The importance of inelastic channels in eliminating continuum ambiguities in pion-nucleon partial wave analyses

Single channel, single energy partial wave analyses (SE_PWA) are from the first principles non-unique in the inelastic region if only data from elastic channels are used, so we in details discuss mechanisms how the problem is eliminated in pion-nucleon scattering. The "continuum ambiguities" puzzle has been extensively discussed since early 1970es, and two major mechanisms for solving the problem have been suggested: either to ensure the continuity of Argand diagrams by imposing the T-matrix t-channel analyticity (Karlsruhe-Helsinki, VPI/GWU) or to restore the unitarity loss in the kinematical regime where the inelastic channels are successively opened by replacing the standard single channel PWA by the coupled channel formalism (CMB, Zagreb, Kent, Pittsburgh/ANL, Giessen).

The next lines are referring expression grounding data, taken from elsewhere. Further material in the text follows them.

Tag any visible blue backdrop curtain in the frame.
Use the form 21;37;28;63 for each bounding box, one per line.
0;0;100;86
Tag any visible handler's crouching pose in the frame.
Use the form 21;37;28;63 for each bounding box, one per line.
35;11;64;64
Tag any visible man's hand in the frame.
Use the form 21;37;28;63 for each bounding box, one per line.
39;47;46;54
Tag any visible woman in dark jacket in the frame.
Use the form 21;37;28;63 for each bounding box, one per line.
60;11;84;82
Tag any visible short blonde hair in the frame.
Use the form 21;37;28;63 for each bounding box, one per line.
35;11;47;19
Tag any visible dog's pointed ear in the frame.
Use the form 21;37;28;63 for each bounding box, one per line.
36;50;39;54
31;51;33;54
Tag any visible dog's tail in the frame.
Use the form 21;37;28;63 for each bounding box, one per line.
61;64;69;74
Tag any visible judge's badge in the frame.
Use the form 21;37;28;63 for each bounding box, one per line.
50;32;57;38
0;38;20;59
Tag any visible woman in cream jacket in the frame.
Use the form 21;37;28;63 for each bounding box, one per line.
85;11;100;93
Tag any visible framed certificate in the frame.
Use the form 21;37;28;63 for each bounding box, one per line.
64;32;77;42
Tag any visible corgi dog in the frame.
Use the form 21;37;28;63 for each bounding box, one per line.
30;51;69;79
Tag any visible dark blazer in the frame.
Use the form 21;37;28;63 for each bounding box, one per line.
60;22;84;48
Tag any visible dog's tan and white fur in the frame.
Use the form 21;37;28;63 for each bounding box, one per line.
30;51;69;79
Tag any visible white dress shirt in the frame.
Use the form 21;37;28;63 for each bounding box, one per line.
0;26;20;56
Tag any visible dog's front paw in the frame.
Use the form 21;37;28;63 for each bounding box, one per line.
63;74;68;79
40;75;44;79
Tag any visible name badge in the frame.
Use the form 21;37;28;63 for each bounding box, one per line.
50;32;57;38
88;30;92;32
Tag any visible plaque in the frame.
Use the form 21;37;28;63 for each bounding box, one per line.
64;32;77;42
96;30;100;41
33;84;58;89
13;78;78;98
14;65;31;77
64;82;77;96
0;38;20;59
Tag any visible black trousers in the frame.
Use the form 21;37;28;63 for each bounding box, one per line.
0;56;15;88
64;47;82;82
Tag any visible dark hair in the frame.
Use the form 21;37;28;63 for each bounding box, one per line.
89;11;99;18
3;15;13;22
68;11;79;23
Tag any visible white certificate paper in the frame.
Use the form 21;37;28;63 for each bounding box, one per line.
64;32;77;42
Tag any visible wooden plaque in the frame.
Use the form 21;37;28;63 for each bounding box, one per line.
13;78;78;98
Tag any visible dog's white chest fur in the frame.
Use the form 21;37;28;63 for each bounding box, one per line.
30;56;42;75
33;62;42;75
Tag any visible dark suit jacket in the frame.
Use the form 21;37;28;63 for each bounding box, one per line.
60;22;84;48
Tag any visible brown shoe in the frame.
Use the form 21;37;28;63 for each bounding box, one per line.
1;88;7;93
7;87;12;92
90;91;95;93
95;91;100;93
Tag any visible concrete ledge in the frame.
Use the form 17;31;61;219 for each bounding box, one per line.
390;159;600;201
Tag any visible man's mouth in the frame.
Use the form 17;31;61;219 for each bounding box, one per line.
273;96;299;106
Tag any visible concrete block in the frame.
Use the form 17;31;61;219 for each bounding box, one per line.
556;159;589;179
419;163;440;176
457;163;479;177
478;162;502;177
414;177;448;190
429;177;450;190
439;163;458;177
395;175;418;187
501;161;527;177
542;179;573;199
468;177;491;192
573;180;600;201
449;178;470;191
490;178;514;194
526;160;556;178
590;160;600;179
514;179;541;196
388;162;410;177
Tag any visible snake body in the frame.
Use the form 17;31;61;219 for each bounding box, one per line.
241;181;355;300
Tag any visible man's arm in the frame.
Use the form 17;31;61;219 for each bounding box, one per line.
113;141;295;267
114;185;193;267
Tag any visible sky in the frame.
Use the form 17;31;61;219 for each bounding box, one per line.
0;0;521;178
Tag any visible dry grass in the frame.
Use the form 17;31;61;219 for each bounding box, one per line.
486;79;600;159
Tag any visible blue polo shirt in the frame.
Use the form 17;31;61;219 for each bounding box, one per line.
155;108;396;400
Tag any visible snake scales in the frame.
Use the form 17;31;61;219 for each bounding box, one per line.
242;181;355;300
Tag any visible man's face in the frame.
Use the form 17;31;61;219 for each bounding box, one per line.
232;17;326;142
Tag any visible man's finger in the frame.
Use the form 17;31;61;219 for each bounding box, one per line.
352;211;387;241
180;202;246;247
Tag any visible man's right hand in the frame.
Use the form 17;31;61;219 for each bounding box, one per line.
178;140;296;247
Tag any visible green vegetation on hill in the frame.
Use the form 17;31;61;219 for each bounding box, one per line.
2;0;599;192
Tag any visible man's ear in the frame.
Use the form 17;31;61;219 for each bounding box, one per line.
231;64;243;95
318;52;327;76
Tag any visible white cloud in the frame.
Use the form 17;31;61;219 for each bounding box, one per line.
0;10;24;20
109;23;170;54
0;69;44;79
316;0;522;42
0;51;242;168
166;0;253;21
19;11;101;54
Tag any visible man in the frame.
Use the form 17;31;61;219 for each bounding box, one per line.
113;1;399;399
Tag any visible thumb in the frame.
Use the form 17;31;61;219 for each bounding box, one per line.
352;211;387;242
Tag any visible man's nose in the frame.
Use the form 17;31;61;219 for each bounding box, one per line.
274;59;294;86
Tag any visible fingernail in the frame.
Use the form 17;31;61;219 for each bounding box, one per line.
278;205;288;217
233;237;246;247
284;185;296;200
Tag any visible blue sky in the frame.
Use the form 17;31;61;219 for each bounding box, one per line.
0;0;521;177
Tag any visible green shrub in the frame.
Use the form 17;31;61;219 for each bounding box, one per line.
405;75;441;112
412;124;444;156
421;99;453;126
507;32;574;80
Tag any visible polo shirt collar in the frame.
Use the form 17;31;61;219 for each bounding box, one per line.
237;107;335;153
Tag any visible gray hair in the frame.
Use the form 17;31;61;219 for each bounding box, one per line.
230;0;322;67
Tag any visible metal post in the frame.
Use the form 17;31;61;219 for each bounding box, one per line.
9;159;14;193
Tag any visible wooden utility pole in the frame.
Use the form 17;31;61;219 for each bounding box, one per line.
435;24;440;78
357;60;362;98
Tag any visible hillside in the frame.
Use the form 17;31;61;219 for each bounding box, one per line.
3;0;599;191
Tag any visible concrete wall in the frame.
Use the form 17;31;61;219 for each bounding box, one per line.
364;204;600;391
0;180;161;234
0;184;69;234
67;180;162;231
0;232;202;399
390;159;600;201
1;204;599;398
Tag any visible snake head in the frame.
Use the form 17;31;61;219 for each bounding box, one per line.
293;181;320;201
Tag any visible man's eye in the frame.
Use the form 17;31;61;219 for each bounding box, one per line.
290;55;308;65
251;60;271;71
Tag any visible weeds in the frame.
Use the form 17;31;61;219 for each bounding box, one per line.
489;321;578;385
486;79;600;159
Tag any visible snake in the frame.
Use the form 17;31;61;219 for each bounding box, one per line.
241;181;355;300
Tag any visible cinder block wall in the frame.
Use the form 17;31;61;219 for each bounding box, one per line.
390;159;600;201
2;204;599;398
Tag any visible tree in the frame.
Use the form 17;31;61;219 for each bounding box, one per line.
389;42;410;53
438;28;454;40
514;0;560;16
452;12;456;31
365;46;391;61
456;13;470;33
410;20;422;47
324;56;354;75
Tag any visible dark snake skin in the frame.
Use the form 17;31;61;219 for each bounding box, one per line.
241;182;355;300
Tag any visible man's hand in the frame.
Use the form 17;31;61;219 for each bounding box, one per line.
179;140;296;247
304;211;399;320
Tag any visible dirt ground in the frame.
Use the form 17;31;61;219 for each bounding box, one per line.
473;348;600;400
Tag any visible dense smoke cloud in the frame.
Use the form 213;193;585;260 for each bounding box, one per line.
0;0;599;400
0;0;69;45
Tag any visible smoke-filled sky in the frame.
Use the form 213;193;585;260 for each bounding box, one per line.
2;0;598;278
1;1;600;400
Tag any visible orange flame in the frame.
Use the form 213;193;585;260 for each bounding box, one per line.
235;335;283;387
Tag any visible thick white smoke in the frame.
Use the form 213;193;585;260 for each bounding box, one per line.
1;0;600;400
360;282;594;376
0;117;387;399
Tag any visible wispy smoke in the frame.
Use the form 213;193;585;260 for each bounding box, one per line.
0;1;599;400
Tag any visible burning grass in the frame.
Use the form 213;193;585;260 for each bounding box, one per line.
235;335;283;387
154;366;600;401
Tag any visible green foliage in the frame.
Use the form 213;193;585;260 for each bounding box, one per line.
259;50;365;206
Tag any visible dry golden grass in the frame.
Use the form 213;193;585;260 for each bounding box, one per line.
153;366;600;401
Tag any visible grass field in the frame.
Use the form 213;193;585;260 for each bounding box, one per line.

In both approaches the insufficiency of the single channel data is eliminated by introducing additional constraints using the data from other channels. The importance and physical meaning of the second approach is presented in details, and the significance of inelastic channels for the uniqueness of the partial wave analysis is discussed. The outline of the procedure for utilizing the coupled channel formalism to perform the search for the minimal number/full set of T-matrix poles in the complex energy plane, which connect the quark model predictions to experimental reality, is proposed. The appearance of new, additional resonances unneeded in the sole elastic channel is demonstrated.